Ne Il re Cophetua e la piccola mendicante (1884), Burne-Jones fa riferimento al poema di Alfred Tennyson, a sua volta ispirato ad una leggenda che narra di come un re, innamoratosi di una giovane mendicante, comprenda che quel sentimento è più importante del denaro e del potere. Con ogni probabilità, l’opera contiene anche alcuni spunti autobiografici, dal momento che un anno prima il pittore aveva sposato la bellissima Georgiana “Georgie” MacDonald. La scena è ambientata in una struttura architettonica dalle eleganti componenti rinascimentali, ammirate durante un viaggio in Italia.
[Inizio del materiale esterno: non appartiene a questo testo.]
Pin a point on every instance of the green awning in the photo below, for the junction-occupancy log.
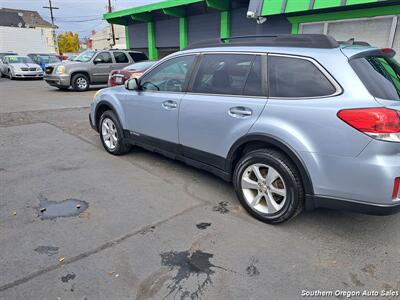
(274, 7)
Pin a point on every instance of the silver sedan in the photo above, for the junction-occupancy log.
(17, 66)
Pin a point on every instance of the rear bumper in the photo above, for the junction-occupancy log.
(352, 206)
(58, 81)
(92, 123)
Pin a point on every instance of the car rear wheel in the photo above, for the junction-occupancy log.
(269, 186)
(111, 134)
(80, 82)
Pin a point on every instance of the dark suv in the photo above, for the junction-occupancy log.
(90, 67)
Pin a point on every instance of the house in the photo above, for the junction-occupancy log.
(25, 31)
(162, 27)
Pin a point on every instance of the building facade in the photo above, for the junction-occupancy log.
(25, 31)
(163, 27)
(103, 39)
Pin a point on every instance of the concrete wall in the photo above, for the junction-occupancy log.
(26, 40)
(204, 26)
(100, 38)
(240, 25)
(138, 35)
(167, 33)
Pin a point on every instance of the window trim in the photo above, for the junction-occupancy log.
(325, 73)
(113, 54)
(187, 81)
(264, 74)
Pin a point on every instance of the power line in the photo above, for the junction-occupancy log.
(77, 21)
(51, 8)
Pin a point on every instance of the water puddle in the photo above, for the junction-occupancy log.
(196, 264)
(49, 210)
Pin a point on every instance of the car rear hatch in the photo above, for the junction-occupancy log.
(380, 73)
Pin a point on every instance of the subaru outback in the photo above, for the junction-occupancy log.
(295, 122)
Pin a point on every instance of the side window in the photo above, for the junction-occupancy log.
(223, 74)
(137, 56)
(103, 58)
(254, 86)
(120, 57)
(169, 76)
(291, 77)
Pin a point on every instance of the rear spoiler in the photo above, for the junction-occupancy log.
(385, 52)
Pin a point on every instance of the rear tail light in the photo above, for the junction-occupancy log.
(396, 189)
(379, 123)
(137, 75)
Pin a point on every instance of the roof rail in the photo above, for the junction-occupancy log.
(353, 42)
(280, 40)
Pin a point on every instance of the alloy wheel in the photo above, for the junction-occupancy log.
(263, 188)
(109, 133)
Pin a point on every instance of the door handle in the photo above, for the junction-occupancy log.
(170, 104)
(240, 112)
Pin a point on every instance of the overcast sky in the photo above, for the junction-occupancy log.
(79, 16)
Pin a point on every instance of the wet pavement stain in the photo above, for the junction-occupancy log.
(49, 250)
(203, 226)
(68, 277)
(49, 210)
(252, 269)
(196, 264)
(147, 230)
(354, 279)
(222, 207)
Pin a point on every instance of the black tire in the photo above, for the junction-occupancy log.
(294, 189)
(76, 85)
(121, 147)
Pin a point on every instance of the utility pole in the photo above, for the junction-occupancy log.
(51, 8)
(112, 25)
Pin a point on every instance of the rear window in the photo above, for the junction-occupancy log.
(291, 77)
(137, 56)
(380, 75)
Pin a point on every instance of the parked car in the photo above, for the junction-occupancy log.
(71, 57)
(43, 59)
(118, 77)
(90, 67)
(2, 65)
(2, 54)
(17, 66)
(295, 122)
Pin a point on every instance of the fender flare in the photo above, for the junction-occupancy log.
(279, 144)
(111, 106)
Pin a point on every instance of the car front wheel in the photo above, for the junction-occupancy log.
(80, 82)
(269, 186)
(111, 134)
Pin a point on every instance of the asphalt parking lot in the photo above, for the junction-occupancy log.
(151, 228)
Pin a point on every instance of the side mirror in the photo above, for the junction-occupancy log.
(132, 84)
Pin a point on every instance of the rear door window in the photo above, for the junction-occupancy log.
(380, 75)
(291, 77)
(137, 56)
(103, 58)
(120, 57)
(228, 74)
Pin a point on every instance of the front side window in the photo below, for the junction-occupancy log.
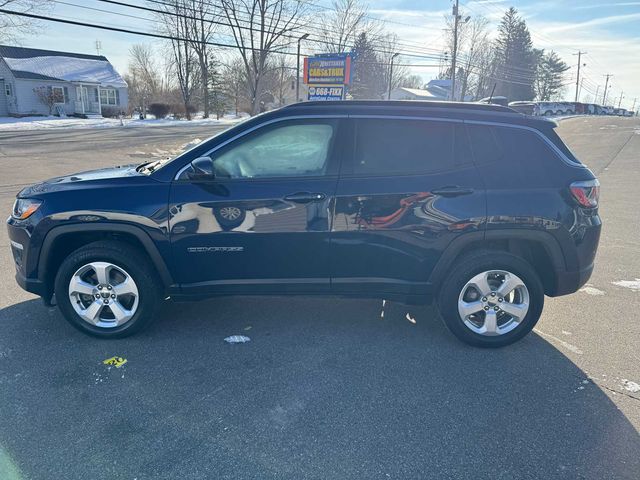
(108, 96)
(292, 149)
(403, 147)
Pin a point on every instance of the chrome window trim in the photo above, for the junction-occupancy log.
(557, 151)
(256, 127)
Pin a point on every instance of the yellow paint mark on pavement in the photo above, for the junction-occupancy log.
(115, 361)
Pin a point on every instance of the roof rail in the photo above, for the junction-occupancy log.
(406, 104)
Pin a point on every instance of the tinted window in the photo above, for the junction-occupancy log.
(514, 152)
(403, 147)
(291, 149)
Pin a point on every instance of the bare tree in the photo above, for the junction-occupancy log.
(235, 80)
(143, 77)
(13, 27)
(259, 27)
(200, 31)
(341, 27)
(176, 22)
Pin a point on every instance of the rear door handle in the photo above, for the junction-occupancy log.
(452, 191)
(305, 197)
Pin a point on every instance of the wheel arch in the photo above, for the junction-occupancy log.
(539, 248)
(62, 240)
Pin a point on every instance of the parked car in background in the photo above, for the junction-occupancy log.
(497, 100)
(528, 108)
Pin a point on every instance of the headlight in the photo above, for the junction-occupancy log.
(23, 208)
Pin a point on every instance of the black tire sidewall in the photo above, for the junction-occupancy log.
(466, 269)
(134, 264)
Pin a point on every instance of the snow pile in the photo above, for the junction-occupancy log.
(69, 68)
(37, 123)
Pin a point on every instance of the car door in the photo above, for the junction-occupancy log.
(409, 189)
(261, 224)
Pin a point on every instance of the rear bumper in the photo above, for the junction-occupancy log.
(570, 282)
(32, 285)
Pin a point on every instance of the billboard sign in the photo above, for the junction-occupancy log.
(327, 69)
(326, 92)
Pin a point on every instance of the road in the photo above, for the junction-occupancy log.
(327, 388)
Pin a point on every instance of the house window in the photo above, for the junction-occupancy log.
(58, 94)
(108, 96)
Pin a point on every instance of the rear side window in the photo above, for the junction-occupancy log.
(514, 152)
(404, 147)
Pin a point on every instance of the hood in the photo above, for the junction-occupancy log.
(69, 181)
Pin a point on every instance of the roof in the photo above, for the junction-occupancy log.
(406, 104)
(418, 92)
(36, 64)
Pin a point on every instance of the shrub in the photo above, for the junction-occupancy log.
(159, 110)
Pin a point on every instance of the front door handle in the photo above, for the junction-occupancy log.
(305, 197)
(452, 191)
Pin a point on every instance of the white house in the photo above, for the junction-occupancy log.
(81, 84)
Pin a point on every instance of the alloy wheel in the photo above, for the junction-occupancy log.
(103, 294)
(493, 302)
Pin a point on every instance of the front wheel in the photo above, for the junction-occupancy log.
(491, 299)
(107, 289)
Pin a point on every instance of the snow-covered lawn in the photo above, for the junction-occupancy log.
(37, 123)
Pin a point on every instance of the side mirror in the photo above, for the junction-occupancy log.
(202, 169)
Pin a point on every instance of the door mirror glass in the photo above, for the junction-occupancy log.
(201, 168)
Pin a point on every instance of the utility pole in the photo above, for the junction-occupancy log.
(456, 18)
(578, 75)
(391, 74)
(604, 95)
(298, 67)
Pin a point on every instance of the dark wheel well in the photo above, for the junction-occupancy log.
(531, 251)
(66, 243)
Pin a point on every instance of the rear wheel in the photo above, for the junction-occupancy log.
(491, 299)
(107, 289)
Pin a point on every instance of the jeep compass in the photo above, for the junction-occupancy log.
(477, 207)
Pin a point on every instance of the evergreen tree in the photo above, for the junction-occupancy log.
(515, 58)
(368, 76)
(549, 75)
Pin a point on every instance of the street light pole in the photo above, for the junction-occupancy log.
(456, 17)
(306, 35)
(578, 75)
(391, 75)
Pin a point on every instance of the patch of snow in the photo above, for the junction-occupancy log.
(37, 123)
(591, 290)
(631, 284)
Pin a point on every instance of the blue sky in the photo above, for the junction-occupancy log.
(608, 30)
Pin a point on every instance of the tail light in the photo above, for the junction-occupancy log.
(586, 193)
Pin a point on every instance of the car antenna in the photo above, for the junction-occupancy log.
(492, 92)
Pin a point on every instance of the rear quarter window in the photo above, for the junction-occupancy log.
(515, 154)
(406, 147)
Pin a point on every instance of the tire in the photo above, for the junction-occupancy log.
(136, 302)
(458, 295)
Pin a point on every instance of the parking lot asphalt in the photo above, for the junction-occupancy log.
(326, 388)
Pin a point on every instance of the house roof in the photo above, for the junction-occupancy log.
(36, 64)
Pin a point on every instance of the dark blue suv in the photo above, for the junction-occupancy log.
(481, 208)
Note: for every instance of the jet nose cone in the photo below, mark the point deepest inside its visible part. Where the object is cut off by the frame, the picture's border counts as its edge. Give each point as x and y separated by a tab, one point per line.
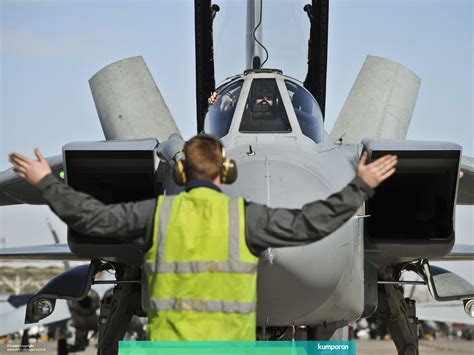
278	183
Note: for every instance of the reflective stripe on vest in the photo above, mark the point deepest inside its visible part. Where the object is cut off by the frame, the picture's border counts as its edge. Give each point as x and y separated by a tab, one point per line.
185	304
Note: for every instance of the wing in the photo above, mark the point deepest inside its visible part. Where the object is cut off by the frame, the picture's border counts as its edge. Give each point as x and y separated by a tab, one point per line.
40	252
14	190
450	312
458	253
466	184
380	103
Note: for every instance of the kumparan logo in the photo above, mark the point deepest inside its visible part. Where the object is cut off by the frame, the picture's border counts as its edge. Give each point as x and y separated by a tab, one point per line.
332	347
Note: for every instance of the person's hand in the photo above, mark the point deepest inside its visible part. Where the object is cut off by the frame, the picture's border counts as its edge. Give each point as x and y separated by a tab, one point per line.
379	170
29	169
213	98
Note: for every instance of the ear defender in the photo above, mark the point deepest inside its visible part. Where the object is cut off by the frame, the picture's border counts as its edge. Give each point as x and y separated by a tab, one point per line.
227	173
179	175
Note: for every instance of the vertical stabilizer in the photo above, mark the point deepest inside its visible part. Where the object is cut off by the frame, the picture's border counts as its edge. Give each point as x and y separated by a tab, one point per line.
129	103
380	104
254	25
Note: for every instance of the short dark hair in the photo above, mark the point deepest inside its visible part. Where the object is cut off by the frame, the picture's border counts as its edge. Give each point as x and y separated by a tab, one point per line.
203	154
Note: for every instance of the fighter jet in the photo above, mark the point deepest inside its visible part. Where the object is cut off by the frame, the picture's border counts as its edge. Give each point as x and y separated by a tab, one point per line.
273	126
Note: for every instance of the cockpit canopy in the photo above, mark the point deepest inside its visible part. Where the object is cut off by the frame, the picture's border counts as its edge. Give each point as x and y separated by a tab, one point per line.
264	110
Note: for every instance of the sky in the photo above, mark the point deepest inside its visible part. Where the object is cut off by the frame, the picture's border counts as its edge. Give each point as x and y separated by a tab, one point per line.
50	49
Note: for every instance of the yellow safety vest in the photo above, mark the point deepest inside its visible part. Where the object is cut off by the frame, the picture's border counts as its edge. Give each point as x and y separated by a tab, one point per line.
202	278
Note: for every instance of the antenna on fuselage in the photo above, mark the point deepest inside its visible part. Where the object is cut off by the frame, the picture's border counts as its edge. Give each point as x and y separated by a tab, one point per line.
255	45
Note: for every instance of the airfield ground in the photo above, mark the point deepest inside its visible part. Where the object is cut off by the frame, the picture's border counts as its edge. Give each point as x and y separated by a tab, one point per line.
366	347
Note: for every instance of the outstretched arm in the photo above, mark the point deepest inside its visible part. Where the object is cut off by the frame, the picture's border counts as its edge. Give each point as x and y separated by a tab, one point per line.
279	227
81	211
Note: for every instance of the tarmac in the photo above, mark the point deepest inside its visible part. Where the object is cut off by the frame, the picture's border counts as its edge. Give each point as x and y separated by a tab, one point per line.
363	347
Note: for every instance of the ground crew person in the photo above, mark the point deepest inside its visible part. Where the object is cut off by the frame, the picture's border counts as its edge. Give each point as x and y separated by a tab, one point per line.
202	264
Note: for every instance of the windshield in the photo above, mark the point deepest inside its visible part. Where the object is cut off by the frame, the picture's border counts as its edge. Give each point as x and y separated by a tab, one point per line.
264	111
219	115
307	111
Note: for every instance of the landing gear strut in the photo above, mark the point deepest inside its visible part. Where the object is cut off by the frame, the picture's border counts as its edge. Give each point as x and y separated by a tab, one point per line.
399	316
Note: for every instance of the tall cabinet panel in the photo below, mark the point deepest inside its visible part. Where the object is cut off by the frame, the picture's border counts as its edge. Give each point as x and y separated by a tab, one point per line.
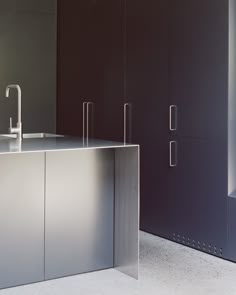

Scrive Stanley Baldwin: “Secondo la mia opinione, quel che ha fatto per noi persone comuni [Edward Burne-Jones] è stato aprire, come nessuno le ha mai aperte, finestre su un mondo fatato, nel quale lui ha vissuto per tutta la sua vita […] Per quei pochi di noi che lo hanno conosciuto ed amato, ne conserveremo il ricordo nei nostri cuori, ma il suo lavoro sarà vivo anche dopo che noi verremo a mancare. Il suo messaggio passerà in una generazione a pochi eletti, o in un’altra a più persone, ma ci sarà sempre per coloro che ricercano la bellezza nella propria classe, e per coloro che riescono a riconoscere e venerare un grande uomo, ed un grande artista”.